Billy stepped in front of her, pushed the pizza remains aside, and emptied my bag onto the kitchen table. The better to find other incriminating evidence of criminality or slovenliness. My date book-life record which theoretically holds everything important tumbled out along with a pile of detritus until the table looked like a landfill site. Amazing how many charge slips, junk mails, lipstick-stained tissues, ATM statements, and notched bus tickets a person could accumulate in a few days. Along with seven lipsticks, a bottle of nail polish, and—I counted them—thirteen ballpoint pens. Matchbooks from restaurants I wanted to remember. The paper bag with the rainbow-colored three-by-fives and pen I’d bought at Emily’s. A ring of keys to the school, to here, to doors I could no longer remember. A paperback. Two of Karen’s barrettes. A small can of hair spray and a folding hairbrush, a pressed powder compact. You’d think I would always be impeccably groomed, wouldn’t you? Sixty-four cents in loose change. And oh, yes, five Magic Markers, which Karen immediately scooped up.
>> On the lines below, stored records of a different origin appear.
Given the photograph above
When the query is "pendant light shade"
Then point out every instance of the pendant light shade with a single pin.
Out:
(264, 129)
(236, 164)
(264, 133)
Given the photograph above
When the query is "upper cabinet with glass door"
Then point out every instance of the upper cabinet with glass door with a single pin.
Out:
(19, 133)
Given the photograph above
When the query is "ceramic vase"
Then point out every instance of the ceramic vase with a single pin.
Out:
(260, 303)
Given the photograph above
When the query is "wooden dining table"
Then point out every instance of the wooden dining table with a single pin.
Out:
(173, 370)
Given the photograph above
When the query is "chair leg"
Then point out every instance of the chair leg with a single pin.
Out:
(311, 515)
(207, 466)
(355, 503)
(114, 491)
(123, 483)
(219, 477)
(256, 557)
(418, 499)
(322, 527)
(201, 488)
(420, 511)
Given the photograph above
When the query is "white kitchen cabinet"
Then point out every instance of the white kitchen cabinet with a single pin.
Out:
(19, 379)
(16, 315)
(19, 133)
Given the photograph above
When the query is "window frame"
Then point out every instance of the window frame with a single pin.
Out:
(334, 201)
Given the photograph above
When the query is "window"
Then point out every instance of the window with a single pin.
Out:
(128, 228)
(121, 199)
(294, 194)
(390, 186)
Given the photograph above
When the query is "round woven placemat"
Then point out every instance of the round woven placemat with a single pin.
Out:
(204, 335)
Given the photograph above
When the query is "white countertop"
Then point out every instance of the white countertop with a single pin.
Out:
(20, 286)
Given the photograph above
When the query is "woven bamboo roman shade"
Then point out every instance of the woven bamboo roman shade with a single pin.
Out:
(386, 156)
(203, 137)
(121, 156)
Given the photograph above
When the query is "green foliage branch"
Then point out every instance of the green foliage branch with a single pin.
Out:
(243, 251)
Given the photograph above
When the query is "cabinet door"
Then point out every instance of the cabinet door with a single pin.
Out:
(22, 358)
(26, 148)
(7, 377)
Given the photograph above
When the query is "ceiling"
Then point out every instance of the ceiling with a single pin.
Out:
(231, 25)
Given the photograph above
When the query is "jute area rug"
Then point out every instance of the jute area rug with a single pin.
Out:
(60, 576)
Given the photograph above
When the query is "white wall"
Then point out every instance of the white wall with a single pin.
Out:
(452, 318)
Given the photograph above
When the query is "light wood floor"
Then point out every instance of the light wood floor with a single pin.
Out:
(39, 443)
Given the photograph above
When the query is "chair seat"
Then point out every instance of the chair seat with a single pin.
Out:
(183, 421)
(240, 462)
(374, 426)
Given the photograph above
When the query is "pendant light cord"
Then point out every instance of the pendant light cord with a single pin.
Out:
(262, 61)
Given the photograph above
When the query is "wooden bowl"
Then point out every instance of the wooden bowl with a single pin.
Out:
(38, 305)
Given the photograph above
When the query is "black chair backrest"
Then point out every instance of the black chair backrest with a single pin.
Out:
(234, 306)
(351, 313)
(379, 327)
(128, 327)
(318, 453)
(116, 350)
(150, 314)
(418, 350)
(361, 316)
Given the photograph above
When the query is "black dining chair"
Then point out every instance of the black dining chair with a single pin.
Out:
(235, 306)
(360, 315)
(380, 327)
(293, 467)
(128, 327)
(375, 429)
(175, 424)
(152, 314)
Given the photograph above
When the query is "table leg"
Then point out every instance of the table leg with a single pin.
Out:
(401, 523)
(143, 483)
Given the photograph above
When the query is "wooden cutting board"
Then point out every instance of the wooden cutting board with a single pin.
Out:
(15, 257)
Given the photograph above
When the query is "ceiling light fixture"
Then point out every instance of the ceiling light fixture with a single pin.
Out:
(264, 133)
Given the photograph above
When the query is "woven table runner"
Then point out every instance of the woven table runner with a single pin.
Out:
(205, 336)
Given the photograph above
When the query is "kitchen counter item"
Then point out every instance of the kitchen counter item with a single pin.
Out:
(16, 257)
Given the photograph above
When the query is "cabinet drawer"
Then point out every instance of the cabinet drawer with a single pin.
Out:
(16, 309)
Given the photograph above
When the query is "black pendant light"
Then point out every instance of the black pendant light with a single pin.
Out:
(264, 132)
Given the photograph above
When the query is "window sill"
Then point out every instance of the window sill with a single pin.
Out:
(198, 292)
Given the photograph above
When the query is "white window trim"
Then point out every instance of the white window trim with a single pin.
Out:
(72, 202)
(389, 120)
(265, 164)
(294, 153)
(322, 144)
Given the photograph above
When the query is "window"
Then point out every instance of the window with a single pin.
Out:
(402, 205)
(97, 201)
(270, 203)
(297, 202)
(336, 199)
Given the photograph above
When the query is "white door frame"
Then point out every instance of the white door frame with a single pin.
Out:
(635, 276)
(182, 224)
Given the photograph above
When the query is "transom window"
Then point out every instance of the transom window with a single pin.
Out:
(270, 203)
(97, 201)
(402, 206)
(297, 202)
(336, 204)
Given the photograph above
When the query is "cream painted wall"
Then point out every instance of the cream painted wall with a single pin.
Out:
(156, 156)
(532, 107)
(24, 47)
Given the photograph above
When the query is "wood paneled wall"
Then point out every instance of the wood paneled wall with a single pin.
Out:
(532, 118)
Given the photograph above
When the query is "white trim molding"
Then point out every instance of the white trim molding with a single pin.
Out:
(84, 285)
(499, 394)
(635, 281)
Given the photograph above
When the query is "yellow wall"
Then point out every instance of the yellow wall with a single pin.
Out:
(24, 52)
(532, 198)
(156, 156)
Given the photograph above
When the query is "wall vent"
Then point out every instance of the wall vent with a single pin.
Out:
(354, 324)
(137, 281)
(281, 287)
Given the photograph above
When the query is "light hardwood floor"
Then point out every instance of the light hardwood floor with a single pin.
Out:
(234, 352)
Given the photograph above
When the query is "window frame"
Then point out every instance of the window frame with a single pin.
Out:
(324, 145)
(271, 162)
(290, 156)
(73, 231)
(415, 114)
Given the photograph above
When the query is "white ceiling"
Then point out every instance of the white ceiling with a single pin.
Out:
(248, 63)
Beth put separate zippered bags inside her purse for makeup and car keys, and she probably filed receipts properly and promptly in something akin to an evidence bag. Nothing was loose or unmoored or without purpose about her, her home, or her pocketbook. Amazing that we share genetic stock.
“How…where do you think you got that?” Mackenzie asked. He didn’t mean my ballpoint pen collection, either.
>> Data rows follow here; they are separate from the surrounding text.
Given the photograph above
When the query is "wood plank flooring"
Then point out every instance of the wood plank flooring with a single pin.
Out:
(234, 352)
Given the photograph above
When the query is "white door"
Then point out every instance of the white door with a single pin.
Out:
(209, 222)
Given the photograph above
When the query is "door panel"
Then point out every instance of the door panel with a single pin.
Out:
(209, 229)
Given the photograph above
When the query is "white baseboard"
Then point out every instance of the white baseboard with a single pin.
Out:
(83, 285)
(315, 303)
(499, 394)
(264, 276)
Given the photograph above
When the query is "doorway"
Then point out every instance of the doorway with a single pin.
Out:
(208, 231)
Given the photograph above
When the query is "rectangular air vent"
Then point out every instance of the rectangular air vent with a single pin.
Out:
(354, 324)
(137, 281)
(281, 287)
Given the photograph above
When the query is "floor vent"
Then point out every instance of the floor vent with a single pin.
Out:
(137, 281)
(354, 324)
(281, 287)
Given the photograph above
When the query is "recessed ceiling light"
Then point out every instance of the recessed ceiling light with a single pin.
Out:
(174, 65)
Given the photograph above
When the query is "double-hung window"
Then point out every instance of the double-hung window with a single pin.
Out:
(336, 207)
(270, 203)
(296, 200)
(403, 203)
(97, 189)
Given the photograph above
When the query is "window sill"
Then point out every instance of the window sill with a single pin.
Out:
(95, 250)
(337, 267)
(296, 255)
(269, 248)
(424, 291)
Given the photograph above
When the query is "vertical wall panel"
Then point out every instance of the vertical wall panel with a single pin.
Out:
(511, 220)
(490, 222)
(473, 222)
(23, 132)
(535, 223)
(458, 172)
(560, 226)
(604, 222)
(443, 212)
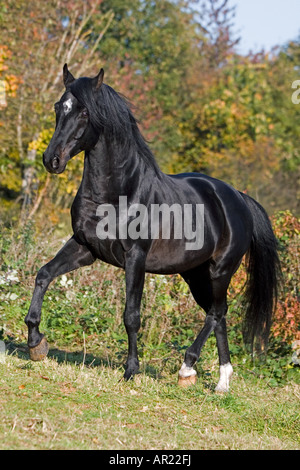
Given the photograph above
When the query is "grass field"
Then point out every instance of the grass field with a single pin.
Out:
(61, 403)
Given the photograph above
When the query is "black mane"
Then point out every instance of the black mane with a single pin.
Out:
(110, 115)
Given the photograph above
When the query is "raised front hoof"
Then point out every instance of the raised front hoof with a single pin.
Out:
(187, 381)
(39, 352)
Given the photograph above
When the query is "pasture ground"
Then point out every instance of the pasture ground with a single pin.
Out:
(64, 403)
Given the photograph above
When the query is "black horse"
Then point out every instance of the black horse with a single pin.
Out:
(92, 117)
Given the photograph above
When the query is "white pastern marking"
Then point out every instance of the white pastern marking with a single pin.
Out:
(226, 372)
(67, 106)
(186, 371)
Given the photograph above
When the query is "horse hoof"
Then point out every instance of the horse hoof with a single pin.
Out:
(187, 381)
(39, 352)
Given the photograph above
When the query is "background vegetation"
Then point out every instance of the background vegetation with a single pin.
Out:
(202, 107)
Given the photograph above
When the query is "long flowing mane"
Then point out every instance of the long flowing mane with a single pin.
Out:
(110, 114)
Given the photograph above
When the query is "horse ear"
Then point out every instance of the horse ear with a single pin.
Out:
(98, 80)
(68, 77)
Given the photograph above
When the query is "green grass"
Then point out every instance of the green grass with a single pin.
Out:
(62, 403)
(76, 398)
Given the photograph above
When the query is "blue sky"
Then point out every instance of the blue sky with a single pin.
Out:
(265, 23)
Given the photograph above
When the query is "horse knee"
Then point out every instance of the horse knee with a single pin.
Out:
(132, 321)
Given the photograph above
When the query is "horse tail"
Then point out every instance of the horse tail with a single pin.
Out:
(263, 278)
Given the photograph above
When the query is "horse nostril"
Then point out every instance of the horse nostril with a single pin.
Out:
(55, 162)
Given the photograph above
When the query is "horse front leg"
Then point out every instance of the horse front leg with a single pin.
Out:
(135, 276)
(70, 257)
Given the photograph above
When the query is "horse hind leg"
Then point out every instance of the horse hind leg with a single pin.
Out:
(210, 293)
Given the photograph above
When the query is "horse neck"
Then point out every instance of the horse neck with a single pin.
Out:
(112, 170)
“The…gun?” It was hard saying it. It gleamed dully and repulsively
in its plastic envelope. I shook my head “Somebody else put it in there. I didn’t.”
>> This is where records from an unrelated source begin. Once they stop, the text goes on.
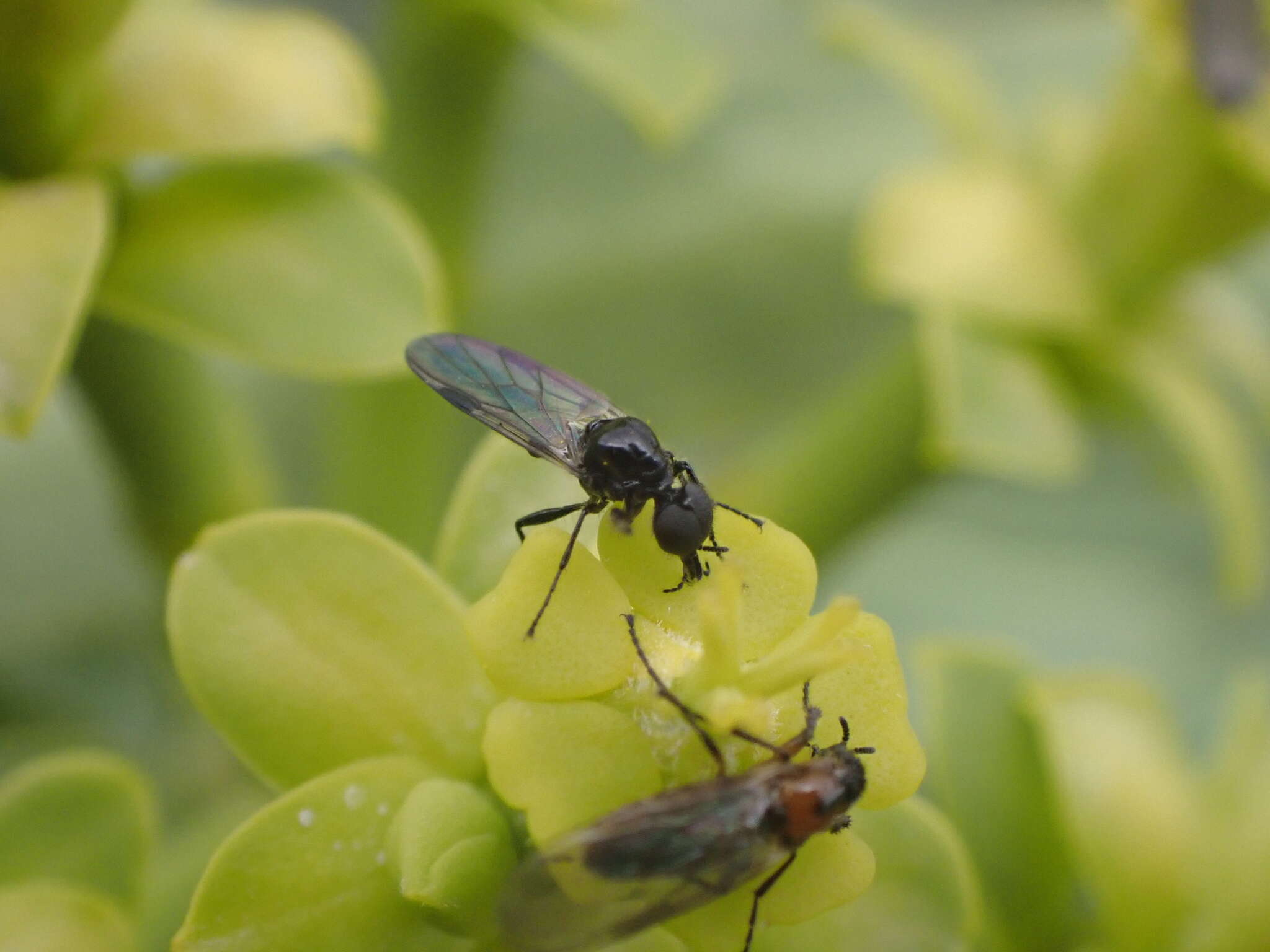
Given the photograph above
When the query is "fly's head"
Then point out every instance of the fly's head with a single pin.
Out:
(623, 460)
(682, 519)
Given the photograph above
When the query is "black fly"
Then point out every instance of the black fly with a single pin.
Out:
(664, 856)
(616, 457)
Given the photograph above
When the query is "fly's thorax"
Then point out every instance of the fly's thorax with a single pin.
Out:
(813, 795)
(623, 460)
(682, 519)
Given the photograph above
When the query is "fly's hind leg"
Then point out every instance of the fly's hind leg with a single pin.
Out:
(760, 892)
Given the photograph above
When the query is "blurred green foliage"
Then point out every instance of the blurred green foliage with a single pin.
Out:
(1002, 361)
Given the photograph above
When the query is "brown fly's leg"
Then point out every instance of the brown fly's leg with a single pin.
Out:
(786, 751)
(760, 892)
“Who?” Billy asked. “When?”
“Today, I guess,” I said slowly. “Or yesterday, at the parade. I don’t know. I didn’t know it was there.”
My sister, her lawyer husband, and her two children stopped their rapid egress and stood like spectators at a primitive ceremony. Quentin kept clearing her throat as a reminder of where they should be headed, but Beth seemed to have forgotten about her honored guest as well as about detraumatizing Karen at the fund-raiser.
“How could you not feel it?” My oftentimes beloved looked at me with less than full approval.
“For Pete’s sake!” I censored what came naturally in deference to the young ears still in the room. “My bag isn’t like one of your pants pockets. It’s more like a suitcase. I wouldn’t notice a boulder if it were dropped in there. First of all, I had a coat on, a muffler—there were layers of padding separating it from me. But even without that, usually I have a roll book in there, and at least one textbook, too. I don’t always carry my briefcase, because everything fits in this. During vacation, it’s been lighter than usual, and that…” I gestured toward the table and the plastic bag with its deadly contents. “I didn’t feel it. Didn’t register the difference.”
“It’s not heavy, anyway,” Billy said. “Lady’s weapon.”
“Wait a minute—not this lady’s, if that’s what you’re saying!”
“No, no,” Mackenzie said. “An expression. It’s small, see how short the barrel is? With a short range and not a lot of accuracy. Its advantage is that it can be concealed.”
“Like in a woman’s purse,” Billy said with a sigh that was half snort. “Even a normal one. Normal purse, not normal woman, I mean.” He not only looked at me with that impassive suspicion, but now he eyed Mackenzie with something less than full trust. Afraid Mackenzie was covering up for his murderous lover. After all, I’d known the prime suspect and was, in fact, his declared alibi, and now that I apparently was holding and hiding the murder weapon, my denials of ever having seen Vincent smelled suspicious. As in…accomplice.